Politik : 25 Jahre nach dem Krieg: Kein gewöhnlicher Staatsbesuch

Herbert Winkler

Den amerikanischen Zuschauern stockte der Atem, als US-Präsident Bill Clinton am Freitag in Hanoi die Ehrenformation vietnamesischer Truppen abschritt. Und als die Militärband der Gastgeber die amerikanische Nationalhymne für den Staatschef des einstigen Kriegsgegners spielte, lief es so manchem kalt den Rücken hinunter. Der demokratische US-Senator und Vietnam-Veteran John Kerry fand es "außerordentlich, die Nationalhymne in Hanoi ein paar hundert Meter vom Ho Chi Minh-Mausoleum entfernt zu hören."

Es ist wahrhaftig kein normaler Staatsbesuch, den Clinton dem kommunistischen Land noch bis Sonntag abstattet. Unvergleichlich sei die Beziehung durch gemeinsame Leiden in einem Konflikt, der für die USA der "Vietnamkrieg" und die Vietnamesen der "amerikanische Krieg" ist, sagte der Präsident vor Studenten der Nationaluniversität.

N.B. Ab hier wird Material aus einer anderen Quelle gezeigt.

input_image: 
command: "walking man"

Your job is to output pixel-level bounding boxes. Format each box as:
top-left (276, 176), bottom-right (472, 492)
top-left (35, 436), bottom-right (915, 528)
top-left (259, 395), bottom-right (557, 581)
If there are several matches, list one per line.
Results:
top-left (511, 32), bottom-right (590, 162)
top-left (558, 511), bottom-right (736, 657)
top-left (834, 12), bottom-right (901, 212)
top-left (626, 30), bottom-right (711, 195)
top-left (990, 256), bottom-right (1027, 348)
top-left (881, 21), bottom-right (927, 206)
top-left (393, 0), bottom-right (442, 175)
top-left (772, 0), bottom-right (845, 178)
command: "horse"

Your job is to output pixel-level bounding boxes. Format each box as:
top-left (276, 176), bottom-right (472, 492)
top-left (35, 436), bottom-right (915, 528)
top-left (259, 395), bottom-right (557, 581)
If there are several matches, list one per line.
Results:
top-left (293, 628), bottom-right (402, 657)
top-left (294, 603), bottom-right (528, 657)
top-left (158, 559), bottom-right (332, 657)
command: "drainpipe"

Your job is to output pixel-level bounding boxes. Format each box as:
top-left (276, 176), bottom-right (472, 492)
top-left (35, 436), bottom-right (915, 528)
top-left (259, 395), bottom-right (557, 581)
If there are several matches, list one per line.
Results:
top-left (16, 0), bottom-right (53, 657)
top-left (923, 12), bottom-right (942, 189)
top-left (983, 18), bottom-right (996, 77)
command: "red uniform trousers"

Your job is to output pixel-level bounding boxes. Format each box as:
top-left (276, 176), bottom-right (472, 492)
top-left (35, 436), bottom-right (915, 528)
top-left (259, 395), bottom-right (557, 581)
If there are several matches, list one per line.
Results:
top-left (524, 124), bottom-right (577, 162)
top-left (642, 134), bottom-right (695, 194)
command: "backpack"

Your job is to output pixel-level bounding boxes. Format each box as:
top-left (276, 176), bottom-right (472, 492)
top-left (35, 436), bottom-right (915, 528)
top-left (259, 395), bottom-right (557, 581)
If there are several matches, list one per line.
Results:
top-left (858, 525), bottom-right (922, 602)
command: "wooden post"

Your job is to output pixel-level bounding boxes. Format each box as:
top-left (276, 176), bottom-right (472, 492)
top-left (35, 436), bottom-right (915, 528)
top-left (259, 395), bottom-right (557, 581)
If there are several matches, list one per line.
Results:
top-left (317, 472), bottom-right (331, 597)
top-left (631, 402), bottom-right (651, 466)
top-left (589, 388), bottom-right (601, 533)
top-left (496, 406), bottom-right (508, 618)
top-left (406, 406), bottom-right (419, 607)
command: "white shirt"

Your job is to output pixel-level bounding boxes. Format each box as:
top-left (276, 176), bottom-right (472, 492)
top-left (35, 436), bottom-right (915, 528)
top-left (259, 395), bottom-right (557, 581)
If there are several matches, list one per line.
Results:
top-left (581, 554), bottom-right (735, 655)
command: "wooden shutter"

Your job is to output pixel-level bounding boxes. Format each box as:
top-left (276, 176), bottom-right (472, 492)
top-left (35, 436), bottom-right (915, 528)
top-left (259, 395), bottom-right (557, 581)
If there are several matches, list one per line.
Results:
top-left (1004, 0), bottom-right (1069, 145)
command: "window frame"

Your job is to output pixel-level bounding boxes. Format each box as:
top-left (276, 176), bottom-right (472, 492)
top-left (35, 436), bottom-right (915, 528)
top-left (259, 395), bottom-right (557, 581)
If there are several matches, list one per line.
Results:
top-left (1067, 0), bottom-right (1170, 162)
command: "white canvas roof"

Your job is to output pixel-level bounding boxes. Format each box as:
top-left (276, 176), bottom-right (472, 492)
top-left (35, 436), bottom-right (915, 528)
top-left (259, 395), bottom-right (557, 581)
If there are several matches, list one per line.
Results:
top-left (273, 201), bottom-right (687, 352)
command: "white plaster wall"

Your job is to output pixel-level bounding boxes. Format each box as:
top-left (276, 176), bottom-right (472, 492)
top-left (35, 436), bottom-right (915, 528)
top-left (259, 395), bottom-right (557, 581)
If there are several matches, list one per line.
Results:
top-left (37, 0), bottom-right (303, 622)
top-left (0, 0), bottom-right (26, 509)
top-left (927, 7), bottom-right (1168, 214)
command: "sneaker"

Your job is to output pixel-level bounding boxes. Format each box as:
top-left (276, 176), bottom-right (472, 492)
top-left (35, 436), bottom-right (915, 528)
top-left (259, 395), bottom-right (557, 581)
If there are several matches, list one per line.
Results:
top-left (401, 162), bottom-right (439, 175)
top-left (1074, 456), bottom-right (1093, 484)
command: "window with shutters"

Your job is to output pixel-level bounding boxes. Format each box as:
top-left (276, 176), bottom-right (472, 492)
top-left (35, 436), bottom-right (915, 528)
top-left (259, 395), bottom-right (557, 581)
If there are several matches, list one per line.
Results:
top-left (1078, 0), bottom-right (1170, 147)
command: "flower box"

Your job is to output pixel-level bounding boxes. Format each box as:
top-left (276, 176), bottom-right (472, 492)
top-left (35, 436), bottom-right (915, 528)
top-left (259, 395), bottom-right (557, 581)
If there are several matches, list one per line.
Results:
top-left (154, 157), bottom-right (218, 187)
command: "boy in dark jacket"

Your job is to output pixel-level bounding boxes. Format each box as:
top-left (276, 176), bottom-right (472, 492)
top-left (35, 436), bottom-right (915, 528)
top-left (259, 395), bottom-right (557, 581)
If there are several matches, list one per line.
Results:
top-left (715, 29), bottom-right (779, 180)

Drei Millionen Vietnamesen sind ihm zum Opfer gefallen und 58 000 Amerikaner. 300 000 Vietnamesen sind immer noch vermisst und mehr als 1500 Amerikaner. Nicht explodierte Minen und Munition verstümmeln oder töten noch heute jährlich 2000 Menschen. Noch immer leiden Menschen unter dem tückischen US-Entlaubungsgift "Agent Orange". Und doch trägt die Visite Clintons überschwängliche, ja überschäumende Züge. Zehntausende säumten am Freitag Clintons Weg, ob er nun zur Begrüßungszeremonie fuhr oder den 1070 vom Kaiser Ly Thanh Tong gegründeten Tempel der Literatur besichtigte. Vor der Nationaluniversität kletterten Schaulustige am Rande der Xuan Thuy-Avenue auf die Akazien, um den Gast zu sehen. Gleichzeitig pulsierte das Stadtleben weiter. Die Besitzer vieler hunderte von Fahrrädern und Motorrädern waren in einer beispiellosen "Rush Hour" unterwegs.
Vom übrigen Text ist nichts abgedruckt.